HT: How long did it take you to complete this story?
WA: Funny you should ask. I keep track of my hours because “clocking in” when I write helps me stay focused. All told, “What You Have Left” took 378 hours, fifteen minutes (over the course of ten months). That’s a huge improvement over my last story, which took 477 hours, twenty-five minutes. I hate the fact that I’m such a slow writer and am constantly tinkering with ways to speed things up. In the meantime, I take solace in the words of my friend Daniel Orozco, another slow-poke. “I used to wish I wrote faster,” he once told me, “but I don’t anymore. It’s like wishing I were taller—it just ain’t gonna happen.”

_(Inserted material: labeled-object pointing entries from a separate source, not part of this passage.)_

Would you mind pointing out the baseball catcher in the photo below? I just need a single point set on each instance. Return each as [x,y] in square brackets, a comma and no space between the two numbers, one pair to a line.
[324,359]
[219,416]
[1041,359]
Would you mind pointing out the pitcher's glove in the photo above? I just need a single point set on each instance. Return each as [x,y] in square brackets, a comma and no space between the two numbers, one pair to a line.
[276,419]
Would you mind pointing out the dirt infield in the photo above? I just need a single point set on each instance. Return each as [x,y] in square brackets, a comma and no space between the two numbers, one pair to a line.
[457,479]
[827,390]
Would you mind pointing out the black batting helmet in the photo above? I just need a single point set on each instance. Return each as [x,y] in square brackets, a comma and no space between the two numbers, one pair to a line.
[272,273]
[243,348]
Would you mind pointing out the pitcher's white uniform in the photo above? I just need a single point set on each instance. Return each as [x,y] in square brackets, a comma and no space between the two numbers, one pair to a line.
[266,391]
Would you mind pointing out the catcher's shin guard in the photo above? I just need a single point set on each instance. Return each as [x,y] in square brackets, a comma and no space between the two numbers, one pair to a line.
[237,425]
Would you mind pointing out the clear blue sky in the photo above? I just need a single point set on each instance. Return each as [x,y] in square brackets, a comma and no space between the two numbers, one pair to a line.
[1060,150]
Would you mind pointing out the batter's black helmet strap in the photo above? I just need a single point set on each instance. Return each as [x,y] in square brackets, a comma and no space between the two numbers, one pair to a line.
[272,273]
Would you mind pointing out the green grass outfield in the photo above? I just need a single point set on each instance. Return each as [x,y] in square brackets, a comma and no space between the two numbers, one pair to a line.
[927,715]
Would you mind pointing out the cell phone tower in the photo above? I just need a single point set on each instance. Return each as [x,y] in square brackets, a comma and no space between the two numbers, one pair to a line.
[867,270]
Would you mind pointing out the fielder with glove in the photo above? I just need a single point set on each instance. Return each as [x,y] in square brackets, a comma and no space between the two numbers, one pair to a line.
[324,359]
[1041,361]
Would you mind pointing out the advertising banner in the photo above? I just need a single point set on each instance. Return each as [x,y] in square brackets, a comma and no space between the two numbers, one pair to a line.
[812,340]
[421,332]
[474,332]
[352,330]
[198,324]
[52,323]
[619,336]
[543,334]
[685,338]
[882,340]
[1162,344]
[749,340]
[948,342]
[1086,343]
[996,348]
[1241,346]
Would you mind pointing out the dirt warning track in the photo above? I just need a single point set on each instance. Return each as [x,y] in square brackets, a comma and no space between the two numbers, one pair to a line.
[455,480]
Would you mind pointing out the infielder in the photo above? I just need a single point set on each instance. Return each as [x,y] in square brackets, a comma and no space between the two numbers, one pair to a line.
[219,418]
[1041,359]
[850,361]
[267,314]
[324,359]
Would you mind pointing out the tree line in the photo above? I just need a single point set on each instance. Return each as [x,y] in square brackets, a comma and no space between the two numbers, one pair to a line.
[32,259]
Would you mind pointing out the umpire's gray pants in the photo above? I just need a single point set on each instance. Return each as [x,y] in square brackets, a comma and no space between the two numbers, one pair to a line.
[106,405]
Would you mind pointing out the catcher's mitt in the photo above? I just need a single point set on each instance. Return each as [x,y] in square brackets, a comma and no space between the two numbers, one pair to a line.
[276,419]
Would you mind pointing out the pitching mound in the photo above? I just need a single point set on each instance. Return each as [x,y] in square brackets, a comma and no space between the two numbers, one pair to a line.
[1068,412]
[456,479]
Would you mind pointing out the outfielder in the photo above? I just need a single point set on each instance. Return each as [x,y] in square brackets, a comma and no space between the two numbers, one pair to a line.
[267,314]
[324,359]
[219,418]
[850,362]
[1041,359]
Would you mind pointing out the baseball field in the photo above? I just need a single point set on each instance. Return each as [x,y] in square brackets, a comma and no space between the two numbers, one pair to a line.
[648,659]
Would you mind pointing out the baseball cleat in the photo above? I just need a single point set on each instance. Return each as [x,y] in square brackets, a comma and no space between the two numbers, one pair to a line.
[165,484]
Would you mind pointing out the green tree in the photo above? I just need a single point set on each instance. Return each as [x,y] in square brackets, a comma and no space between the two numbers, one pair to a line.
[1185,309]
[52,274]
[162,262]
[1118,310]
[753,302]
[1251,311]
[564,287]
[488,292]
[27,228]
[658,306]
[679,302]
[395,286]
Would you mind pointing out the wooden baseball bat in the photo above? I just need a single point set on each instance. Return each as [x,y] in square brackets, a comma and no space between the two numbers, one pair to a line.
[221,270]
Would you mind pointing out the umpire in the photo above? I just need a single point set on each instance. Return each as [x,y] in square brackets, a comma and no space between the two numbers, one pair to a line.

HT: What is the best bit of advice about writing you have ever received?
WA: Get a complete draft on paper—a beginning, middle, and end—before you start revising. It’s very tempting for me to revise as I go, but I inevitably end up agonizing over lots of material that gets cut later. I don’t remember who gave me this advice, but I’m reminded of it when I see my two-year-old daughter playing with her play dough: You can’t make anything out of play dough until you first have the play dough itself.
HT: What are you working on now?
WA: The next story in the collection—Holly and Lyle in the aftermath of Cal’s death. It’s another first-person story, this time from Lyle’s perspective. I’ve logged about 150 hours so far. It still sucks, but I’m at the point now where I can at least imagine it not sucking.